Haha, should have made myself more clear. Of course I entered 9.0598 kJ on the web as an answer; was still wrong though (I'm only speaking im terms of J to be more clear about what I did exactly). Umm well there's no way for me to scan this thing, but I cropped it off my hw online and uploaded it here:

http://show.imagehosting.us/show/812253/0/nouser_812/T0_-1_812253.jpg

Thanks in advance for the help ...

Last edited by a moderator: Apr 21, 2017
6. Oct 16, 2005

### Staff: Mentor

If you want to calculate the change in KE of the mass on the incline, then calculate the net force on that mass. (You'll have to solve for the tension.) Or you can just solve for the acceleration and use kinematics.

7. Oct 16, 2005

### nimaim

The thing is ... that's exactly what I did Doc. I don't know any kinematics but what you said b4, calculate the net force on that mass. That's what I did, here's the equation I used to calc. the net force (should be correct)

-(10.1)(9.8)(sin38.3) + T (which you have to use the second block to get, which is equal to (65)(9.8) - (0.299)(10.1)(9.8)(cos38.3)

in simplified terms: -61.3457 + 637 - 0.299(77.6772) = 552.429 yes ?

So how exactly do I calculate the net force just on that ONE block? Didn't I just do that since you HAVE to use block #2 to calculate the tension force with? Still not getting this ... :/ BTW, my negative / positive signs in finding the force have to do with the coordinate axis I used, I used it parallel to the friction force (x) and parallel to the normal force (y).

Anyway, I did what you said and solved for tension without the use of the second block and got 84.5712 (-T = -61.3457 -0.299(77.6772)). But what to do after that?

Wait, would acceleration be zero on both masses? It would, correct? Erm, this prob. is irritating me now ...

Last edited: Oct 16, 2005
8. Oct 16, 2005

### Staff: Mentor

You are assuming that the tension equals the weight of the hanging mass.

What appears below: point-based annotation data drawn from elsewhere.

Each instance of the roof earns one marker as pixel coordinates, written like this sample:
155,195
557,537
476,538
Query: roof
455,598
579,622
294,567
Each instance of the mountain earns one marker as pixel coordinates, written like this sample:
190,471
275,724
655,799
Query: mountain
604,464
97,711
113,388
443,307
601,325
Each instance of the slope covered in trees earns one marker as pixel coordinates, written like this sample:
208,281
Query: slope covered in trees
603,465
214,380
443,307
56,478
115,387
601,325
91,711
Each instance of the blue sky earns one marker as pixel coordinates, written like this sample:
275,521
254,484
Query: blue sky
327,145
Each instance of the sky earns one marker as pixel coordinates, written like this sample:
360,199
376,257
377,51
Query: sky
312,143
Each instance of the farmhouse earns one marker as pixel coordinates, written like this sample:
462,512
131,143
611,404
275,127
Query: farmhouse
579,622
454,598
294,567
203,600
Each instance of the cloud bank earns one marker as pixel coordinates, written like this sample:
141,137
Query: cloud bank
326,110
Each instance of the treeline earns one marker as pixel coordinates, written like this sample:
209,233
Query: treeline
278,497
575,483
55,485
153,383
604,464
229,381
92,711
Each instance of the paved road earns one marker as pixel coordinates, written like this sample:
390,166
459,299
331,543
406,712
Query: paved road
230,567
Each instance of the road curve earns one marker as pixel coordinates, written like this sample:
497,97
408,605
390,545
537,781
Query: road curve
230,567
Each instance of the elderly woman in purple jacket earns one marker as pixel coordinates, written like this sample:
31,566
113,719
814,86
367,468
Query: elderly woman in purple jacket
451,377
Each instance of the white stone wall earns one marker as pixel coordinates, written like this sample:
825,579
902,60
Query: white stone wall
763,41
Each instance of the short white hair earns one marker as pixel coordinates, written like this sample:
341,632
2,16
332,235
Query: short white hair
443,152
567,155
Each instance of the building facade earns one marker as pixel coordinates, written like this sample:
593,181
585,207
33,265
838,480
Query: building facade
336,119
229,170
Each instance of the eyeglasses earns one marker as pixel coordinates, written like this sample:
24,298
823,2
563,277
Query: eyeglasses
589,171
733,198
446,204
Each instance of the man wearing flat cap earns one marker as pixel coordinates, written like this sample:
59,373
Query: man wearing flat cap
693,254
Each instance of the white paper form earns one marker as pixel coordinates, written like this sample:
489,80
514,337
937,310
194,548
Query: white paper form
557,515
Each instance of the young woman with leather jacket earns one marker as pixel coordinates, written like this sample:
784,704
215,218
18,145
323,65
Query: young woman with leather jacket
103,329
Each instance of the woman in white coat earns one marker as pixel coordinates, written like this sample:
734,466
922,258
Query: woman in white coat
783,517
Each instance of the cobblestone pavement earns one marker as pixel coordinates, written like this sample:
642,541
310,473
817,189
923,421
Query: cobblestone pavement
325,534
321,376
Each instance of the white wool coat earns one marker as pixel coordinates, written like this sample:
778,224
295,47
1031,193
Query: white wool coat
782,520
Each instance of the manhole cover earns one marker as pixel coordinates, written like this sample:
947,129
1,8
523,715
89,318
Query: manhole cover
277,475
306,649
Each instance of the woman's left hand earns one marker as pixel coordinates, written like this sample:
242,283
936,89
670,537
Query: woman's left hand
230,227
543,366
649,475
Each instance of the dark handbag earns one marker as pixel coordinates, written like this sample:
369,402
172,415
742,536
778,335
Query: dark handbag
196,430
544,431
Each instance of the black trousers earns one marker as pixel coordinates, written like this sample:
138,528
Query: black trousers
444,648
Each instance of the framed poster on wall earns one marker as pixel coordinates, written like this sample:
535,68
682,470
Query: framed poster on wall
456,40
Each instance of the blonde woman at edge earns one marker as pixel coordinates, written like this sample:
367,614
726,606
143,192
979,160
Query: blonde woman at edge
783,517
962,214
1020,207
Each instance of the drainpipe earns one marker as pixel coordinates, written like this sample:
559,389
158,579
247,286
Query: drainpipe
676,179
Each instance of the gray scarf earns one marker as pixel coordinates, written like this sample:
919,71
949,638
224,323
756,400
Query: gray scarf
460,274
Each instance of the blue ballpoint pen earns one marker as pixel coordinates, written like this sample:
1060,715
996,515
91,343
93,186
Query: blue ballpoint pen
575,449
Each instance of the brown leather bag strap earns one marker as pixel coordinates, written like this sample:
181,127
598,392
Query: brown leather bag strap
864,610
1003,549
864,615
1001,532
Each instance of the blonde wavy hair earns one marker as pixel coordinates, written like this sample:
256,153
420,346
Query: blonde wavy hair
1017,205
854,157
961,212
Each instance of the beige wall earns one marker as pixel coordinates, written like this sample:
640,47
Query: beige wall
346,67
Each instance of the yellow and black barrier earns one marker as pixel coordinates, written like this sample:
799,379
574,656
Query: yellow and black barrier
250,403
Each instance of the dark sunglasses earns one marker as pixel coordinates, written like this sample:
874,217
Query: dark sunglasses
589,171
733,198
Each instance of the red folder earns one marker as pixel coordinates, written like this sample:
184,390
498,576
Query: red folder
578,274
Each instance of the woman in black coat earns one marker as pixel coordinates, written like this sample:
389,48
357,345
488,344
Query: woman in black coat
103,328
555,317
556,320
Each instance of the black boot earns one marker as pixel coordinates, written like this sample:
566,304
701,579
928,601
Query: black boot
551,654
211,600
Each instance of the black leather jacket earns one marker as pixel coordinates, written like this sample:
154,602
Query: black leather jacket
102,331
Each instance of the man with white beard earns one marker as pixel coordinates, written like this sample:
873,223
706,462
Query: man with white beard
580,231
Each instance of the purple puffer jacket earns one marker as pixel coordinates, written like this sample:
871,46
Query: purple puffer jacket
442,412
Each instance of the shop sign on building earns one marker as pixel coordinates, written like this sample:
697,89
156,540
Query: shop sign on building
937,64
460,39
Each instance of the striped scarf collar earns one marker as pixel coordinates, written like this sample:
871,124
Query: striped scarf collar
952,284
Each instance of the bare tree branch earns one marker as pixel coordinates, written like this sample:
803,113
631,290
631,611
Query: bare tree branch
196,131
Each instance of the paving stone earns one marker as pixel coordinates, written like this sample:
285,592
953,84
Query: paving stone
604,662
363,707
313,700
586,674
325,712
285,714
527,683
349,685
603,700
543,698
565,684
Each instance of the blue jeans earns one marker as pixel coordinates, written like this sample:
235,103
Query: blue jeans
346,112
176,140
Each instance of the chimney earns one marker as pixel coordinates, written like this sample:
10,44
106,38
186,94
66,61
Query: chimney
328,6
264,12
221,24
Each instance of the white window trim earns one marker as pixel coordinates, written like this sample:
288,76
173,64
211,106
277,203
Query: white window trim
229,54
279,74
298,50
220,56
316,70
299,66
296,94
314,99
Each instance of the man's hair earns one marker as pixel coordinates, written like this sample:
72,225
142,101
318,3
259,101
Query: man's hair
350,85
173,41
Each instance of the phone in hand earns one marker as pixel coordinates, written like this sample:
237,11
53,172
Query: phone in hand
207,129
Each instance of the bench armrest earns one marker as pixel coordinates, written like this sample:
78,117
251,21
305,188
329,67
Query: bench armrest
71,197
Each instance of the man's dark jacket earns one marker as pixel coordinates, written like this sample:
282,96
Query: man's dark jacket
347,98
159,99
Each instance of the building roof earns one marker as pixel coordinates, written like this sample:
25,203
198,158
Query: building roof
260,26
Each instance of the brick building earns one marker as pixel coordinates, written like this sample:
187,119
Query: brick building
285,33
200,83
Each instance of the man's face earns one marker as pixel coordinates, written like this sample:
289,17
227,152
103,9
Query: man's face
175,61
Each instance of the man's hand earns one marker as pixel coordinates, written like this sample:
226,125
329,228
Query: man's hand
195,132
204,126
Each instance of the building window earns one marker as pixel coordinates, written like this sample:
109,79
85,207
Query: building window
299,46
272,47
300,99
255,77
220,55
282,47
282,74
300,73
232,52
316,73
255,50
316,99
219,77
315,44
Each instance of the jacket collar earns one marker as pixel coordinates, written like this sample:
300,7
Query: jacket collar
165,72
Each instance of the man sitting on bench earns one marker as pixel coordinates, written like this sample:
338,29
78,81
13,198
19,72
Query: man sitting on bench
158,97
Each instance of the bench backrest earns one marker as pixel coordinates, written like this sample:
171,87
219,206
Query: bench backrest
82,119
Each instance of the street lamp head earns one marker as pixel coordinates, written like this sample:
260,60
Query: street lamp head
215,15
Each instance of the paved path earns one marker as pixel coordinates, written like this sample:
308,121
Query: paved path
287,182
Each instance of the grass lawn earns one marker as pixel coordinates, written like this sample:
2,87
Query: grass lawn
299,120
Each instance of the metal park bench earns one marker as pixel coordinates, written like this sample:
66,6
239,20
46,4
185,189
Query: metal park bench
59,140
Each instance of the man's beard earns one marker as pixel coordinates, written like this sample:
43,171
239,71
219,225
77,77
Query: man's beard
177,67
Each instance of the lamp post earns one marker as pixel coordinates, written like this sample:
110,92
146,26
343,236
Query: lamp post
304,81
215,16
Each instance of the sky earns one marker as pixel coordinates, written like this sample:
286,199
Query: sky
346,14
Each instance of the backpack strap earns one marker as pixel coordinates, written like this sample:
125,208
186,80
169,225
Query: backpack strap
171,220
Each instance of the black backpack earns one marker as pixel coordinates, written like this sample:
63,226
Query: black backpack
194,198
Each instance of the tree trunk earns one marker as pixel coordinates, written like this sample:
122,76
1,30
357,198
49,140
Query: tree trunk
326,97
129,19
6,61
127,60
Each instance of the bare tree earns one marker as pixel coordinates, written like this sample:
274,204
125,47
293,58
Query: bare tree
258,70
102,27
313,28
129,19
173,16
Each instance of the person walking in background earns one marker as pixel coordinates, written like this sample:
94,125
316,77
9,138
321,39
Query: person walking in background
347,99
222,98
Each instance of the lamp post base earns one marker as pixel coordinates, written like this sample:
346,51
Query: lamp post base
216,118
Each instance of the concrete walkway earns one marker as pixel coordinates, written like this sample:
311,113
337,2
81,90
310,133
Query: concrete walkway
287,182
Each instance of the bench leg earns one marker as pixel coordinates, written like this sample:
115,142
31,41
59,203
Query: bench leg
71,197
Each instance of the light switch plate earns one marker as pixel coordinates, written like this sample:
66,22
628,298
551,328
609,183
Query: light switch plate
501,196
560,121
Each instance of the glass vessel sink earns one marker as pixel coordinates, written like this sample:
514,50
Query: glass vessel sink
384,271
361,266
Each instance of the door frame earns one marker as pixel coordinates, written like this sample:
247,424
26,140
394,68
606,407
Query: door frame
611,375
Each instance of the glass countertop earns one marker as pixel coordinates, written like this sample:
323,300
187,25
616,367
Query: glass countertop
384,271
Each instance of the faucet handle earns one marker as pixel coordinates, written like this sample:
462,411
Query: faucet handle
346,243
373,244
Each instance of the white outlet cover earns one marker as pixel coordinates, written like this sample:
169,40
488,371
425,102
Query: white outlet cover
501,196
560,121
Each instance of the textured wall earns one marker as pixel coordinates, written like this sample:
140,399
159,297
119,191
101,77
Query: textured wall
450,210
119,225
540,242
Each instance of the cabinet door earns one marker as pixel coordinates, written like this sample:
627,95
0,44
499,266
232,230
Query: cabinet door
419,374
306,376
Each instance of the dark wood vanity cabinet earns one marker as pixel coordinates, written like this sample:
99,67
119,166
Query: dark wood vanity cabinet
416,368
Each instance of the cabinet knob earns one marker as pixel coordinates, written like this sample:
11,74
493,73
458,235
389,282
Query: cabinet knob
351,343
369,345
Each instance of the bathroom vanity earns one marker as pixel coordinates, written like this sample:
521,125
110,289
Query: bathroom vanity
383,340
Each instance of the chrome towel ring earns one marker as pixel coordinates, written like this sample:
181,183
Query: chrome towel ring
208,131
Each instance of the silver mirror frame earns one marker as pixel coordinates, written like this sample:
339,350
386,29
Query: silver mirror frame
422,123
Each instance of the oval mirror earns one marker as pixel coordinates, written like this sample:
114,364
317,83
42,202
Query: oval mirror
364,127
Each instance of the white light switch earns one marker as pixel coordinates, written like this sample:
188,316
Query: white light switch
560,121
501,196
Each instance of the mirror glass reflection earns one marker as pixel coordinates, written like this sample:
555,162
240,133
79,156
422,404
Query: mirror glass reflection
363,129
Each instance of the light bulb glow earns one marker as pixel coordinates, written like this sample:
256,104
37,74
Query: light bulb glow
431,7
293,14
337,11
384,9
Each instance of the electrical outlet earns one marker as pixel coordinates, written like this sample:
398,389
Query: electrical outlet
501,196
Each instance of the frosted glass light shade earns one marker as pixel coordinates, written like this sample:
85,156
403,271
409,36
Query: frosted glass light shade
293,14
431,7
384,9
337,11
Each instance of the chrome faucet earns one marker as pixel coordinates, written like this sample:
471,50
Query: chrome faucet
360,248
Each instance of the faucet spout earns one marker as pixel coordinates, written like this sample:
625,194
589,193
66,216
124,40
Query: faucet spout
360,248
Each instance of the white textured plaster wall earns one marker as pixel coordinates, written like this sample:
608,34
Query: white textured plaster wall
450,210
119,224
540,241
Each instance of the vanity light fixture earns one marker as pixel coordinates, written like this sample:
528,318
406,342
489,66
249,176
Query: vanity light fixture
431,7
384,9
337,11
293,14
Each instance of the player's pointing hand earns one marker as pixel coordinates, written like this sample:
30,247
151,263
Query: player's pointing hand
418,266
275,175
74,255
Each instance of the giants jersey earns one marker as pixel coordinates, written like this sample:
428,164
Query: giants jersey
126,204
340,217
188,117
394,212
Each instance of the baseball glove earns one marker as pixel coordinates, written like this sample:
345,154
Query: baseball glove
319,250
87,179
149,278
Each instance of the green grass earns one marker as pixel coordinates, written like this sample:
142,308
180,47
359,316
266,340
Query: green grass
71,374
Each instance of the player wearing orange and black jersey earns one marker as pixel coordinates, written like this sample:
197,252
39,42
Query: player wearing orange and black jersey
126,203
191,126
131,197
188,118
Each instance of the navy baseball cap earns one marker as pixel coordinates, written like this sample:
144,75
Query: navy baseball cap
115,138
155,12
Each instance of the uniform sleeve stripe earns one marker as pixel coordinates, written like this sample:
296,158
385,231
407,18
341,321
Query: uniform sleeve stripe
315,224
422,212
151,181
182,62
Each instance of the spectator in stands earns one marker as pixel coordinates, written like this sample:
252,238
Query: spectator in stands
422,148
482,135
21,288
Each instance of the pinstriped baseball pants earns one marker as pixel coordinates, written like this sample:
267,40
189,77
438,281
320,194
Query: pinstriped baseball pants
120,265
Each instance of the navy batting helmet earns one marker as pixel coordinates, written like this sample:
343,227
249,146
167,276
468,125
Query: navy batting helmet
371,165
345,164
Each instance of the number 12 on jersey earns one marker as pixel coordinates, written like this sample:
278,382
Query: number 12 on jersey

Nope! (If that were true, the net force on the hanging mass would be zero: no acceleration.) You have to solve for the tension and the acceleration. Write Newton's 2nd law for each mass separately.

Another way to solve this is to use energy methods.

9. Oct 16, 2005

### nimaim

Ok so both masses DO have acceleration? I guess I'll try writing newton's law for each mass again; but in that case, I would HAVE to use the value of T that I got for the second mass into the first mass's equation wudnt I? or else I would have two unknowns: tension and acceleration ... Is the energy method of doing this problem easier; if so, please show me how, I would like to learn it ... Seems newton's law for doing this problem takes a lot more work

10. Oct 16, 2005

### Staff: Mentor

You'll have two equations and two unknowns.
The initial mechanical energy (PE + KE) = final mechanical energy + energy lost to friction.